The forward side seams are quite obvious in the photo above, but so are the pockets. Like all great dresses, it has pockets!

It could well be time I moved on from this pattern. But it is such a delight for make and wear.

Is three Hope Dresses too many? Is three Hope Dresses enough to qualify me for the #HopeDressSpringsEternal club?

So many questions…

Silver crushed velvet dress: Burda 01/2018 #101

This is a story of going to the fabric store to buy fabric for a specific pattern but buying something we loved that wasn’t really suitable for that pattern. Anyone else do that? When we realised what we’d done, all the Burda magazines came out and Felicity and I spent a pleasant hour or so finding another pattern.

This is Burdastyle 01/2018 #101 in a size 40.

I did a ‘pivot and slide’ 2 cm FBA but it may not have been necessary given the stretchiness of the fabriv.

The waist twisty bit is a nice feature. The line drawing is a bit misleading for this bit (the tucks in this pattern piece end up on the part that you sew to the side seam – but the line drawing shows the side seams smooth). But, as the reviews on Pattern Review said, if you follow Burda’s instructions literally, it might seem nonsensical but it works out just fine.

The fabric is a crushed polyester velvet from Spotlight, and Felicity says its delightful to wear.

I omitted the zip because it is very stretchy fabric.

I wondered about changing the neck facings out for a binding, but thought this might give it too much of a sports look which seems wrong for crushed velvet so I stayed with the facings. Not sure I should have worried about a sports look being inappropriate.
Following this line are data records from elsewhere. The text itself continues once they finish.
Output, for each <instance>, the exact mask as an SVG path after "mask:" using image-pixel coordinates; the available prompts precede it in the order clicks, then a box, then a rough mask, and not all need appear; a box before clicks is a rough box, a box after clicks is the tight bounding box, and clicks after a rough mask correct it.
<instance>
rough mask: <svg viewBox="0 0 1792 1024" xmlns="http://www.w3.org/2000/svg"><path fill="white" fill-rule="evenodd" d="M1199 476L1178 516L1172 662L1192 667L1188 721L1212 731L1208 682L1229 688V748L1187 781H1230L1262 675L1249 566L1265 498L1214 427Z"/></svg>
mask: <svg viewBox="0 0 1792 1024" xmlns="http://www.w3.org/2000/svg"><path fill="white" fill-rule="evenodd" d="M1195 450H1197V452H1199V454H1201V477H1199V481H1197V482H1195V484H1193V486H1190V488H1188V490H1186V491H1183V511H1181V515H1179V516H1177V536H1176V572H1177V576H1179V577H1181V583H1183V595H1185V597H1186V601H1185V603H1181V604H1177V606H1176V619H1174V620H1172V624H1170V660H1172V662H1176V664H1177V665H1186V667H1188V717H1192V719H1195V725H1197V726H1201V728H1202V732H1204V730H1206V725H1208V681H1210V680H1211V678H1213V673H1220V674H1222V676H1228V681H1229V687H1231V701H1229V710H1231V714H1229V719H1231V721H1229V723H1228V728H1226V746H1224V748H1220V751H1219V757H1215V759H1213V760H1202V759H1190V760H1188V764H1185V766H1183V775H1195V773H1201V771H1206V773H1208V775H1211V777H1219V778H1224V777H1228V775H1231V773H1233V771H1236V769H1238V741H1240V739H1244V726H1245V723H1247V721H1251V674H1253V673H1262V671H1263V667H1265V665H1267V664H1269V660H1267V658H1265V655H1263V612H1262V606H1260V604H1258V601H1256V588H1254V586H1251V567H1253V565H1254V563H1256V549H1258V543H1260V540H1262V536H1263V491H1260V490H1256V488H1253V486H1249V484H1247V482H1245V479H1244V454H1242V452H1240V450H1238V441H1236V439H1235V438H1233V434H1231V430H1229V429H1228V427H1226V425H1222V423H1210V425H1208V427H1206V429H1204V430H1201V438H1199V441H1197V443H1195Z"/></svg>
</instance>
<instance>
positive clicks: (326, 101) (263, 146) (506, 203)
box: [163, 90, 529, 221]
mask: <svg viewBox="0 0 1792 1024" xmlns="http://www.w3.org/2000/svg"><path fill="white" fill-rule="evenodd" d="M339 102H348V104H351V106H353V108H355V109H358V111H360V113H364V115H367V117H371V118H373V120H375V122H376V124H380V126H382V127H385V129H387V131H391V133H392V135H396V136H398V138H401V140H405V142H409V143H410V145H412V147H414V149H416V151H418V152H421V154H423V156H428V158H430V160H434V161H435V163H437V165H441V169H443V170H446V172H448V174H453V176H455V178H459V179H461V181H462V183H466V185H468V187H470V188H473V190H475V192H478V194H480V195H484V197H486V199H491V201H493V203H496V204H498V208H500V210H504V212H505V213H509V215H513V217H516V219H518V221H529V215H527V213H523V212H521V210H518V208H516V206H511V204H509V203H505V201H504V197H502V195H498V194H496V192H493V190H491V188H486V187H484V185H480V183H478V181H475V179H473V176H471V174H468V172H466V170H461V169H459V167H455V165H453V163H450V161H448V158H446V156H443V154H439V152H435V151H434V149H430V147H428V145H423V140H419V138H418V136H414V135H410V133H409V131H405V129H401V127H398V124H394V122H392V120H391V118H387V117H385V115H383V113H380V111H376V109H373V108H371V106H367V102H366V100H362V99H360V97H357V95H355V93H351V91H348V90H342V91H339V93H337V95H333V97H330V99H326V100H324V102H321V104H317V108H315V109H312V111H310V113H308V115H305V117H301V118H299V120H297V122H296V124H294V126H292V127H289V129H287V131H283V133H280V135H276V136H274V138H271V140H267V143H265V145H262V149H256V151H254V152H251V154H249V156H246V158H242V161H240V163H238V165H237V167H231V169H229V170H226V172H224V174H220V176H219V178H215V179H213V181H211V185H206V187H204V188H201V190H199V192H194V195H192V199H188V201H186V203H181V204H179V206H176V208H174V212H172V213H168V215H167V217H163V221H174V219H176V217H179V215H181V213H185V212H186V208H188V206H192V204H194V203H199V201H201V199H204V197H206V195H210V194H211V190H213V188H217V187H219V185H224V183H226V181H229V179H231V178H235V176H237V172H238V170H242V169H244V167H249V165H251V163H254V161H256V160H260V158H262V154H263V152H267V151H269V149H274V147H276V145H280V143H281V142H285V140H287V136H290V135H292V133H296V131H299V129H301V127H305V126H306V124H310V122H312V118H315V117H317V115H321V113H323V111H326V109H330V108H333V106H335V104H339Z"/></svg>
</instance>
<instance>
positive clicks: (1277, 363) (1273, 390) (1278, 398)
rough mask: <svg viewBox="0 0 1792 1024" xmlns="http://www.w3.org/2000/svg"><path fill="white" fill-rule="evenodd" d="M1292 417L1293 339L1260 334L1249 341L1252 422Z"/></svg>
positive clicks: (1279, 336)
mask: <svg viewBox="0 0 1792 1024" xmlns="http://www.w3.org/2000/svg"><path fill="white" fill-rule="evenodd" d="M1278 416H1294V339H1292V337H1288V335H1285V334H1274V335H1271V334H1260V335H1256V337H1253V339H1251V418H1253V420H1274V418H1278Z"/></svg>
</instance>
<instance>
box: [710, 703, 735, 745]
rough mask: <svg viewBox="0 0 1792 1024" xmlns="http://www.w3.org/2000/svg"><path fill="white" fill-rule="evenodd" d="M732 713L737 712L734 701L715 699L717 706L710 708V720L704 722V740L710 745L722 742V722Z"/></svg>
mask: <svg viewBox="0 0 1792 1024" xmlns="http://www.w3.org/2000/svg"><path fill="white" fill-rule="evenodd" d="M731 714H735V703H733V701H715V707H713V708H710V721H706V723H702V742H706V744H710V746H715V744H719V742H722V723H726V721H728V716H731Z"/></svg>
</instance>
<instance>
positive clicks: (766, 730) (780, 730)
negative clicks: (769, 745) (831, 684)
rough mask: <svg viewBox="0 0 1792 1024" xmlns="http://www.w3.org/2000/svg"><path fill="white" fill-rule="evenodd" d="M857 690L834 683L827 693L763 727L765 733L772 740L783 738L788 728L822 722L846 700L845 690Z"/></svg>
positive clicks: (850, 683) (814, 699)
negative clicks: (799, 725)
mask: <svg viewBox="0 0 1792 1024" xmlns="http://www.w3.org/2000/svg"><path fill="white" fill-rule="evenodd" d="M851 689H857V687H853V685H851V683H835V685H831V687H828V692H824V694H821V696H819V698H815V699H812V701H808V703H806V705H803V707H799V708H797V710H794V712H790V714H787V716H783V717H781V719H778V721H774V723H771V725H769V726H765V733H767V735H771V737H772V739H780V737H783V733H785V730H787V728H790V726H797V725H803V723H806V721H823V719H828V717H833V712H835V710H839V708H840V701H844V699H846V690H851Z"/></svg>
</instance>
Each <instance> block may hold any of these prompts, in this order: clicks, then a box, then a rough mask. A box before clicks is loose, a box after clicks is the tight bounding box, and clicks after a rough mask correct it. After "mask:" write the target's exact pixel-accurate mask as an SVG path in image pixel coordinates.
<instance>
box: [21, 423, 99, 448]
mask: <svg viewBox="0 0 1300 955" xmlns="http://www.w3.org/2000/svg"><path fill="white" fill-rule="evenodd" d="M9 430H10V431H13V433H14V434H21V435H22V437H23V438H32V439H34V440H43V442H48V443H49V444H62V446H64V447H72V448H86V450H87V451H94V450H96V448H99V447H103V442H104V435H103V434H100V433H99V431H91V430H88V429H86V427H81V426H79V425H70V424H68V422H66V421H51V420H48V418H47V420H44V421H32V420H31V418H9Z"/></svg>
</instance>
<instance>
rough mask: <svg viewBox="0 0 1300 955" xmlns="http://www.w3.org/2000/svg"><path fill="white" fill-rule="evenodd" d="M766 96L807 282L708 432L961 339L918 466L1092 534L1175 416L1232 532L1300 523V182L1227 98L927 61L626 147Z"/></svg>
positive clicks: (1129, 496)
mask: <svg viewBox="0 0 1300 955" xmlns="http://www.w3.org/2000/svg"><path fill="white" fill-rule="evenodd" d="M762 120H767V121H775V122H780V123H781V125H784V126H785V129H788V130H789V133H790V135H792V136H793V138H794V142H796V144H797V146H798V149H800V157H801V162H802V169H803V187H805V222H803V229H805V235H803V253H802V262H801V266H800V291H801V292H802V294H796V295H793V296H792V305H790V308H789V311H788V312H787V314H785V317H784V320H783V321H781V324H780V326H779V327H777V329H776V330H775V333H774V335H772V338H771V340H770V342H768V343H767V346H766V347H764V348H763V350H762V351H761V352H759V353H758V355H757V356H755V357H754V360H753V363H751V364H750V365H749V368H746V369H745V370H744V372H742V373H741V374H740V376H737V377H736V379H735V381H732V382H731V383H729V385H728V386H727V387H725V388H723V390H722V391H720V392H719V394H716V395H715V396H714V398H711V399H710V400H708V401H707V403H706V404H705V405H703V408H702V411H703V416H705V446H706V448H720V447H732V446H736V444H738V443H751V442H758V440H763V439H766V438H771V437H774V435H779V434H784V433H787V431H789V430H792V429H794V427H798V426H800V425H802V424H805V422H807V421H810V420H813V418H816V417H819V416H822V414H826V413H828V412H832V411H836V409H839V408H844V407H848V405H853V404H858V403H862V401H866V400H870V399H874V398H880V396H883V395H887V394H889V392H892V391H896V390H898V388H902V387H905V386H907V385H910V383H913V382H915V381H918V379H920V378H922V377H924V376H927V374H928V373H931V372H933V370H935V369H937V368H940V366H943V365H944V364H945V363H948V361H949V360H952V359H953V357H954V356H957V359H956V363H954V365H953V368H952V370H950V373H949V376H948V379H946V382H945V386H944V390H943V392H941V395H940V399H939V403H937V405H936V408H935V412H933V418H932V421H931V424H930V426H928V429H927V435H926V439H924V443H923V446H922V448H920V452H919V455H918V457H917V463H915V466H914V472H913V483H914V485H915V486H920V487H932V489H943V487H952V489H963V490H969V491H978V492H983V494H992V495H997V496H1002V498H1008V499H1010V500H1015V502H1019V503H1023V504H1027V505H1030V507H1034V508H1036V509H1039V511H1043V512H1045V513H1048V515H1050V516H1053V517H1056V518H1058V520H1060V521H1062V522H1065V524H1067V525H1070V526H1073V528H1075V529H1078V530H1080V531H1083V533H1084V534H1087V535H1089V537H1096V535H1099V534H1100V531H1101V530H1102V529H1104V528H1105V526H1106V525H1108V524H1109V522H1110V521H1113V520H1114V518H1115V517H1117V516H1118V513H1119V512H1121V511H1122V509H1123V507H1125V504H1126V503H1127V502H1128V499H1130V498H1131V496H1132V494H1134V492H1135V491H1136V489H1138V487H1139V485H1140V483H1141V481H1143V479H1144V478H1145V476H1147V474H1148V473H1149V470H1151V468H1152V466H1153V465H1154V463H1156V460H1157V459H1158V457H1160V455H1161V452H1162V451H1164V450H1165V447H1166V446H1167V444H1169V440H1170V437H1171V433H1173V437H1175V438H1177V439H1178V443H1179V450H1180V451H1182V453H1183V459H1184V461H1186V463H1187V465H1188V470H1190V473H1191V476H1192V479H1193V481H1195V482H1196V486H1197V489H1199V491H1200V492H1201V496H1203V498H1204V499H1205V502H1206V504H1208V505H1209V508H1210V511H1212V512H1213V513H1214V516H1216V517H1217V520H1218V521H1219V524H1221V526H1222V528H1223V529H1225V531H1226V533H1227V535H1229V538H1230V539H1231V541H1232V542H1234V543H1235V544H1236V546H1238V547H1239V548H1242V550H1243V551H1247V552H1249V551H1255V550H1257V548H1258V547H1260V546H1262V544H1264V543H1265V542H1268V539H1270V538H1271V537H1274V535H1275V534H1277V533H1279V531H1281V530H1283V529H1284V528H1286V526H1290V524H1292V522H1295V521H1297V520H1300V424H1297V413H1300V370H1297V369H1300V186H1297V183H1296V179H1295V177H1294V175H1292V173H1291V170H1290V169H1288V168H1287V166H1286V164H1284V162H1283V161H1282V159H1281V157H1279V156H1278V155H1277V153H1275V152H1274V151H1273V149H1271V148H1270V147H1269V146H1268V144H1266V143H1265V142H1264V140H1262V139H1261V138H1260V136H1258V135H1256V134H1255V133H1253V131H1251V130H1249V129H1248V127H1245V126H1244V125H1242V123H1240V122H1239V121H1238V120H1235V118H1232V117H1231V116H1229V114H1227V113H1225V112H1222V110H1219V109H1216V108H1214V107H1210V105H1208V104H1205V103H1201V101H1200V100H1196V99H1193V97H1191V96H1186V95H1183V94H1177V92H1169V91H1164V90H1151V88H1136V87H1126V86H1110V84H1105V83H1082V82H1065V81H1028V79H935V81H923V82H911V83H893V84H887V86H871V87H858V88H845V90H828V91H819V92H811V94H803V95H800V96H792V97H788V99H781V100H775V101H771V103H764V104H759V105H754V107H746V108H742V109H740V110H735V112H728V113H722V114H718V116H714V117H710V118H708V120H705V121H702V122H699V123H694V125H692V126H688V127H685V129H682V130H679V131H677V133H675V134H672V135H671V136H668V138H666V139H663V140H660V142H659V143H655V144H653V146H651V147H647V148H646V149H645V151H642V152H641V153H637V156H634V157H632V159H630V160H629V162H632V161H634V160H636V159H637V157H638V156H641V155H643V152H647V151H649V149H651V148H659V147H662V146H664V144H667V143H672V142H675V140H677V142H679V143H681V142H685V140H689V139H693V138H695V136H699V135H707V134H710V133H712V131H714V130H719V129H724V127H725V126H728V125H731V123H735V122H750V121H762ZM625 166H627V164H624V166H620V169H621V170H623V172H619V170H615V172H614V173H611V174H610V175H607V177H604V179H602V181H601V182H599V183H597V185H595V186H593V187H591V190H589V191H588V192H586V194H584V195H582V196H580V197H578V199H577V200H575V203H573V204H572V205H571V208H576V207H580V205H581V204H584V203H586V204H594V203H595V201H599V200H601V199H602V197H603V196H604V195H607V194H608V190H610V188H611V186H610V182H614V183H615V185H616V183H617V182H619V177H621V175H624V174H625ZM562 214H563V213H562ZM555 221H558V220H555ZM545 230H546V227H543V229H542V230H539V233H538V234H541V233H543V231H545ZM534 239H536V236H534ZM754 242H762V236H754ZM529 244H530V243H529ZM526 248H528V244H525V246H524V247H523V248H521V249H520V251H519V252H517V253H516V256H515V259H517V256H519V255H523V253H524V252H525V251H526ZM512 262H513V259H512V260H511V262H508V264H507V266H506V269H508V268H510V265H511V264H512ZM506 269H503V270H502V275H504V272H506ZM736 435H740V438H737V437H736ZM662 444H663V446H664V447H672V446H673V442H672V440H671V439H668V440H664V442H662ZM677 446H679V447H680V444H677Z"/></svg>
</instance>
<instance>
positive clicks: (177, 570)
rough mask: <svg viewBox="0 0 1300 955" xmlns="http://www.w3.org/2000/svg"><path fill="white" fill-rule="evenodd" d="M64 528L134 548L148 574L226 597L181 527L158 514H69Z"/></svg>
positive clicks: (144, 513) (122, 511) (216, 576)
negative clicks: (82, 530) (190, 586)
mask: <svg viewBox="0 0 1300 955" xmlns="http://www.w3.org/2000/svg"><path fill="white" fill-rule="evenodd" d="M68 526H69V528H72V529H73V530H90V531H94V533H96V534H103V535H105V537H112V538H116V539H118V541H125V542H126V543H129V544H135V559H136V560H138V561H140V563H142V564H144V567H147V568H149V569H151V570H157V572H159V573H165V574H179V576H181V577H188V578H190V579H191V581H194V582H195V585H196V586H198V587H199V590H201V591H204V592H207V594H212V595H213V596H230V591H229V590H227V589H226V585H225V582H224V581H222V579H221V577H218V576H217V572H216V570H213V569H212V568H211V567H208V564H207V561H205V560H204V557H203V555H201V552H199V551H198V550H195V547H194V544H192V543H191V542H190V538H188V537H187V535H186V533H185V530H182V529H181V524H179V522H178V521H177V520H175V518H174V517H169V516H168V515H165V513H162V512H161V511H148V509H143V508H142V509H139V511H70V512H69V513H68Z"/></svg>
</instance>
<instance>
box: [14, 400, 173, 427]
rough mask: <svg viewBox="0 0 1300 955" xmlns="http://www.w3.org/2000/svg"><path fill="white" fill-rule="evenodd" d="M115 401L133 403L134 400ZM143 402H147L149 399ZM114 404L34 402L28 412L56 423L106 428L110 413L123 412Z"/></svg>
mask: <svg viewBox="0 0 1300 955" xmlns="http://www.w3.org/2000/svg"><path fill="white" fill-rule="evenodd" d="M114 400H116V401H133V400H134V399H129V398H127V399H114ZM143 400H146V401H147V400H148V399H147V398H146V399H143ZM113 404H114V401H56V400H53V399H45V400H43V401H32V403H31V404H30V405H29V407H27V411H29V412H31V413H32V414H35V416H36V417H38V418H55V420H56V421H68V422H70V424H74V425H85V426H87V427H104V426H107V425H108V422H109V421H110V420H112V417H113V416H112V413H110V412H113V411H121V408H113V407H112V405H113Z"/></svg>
This dress is apparently perfect for riding a scooter in the city.

The facings are hand stitched down. But my commitment to hand stitching ended there – the hems were turned up 1cm and stitched with a simple zigzag. This made both the sleeves and skirt 3 cm long than drafted because I’d added a 4 cm hem allowance

So this is a story with a happy ending.

I still haven’t sourced fabric for the initial pattern though.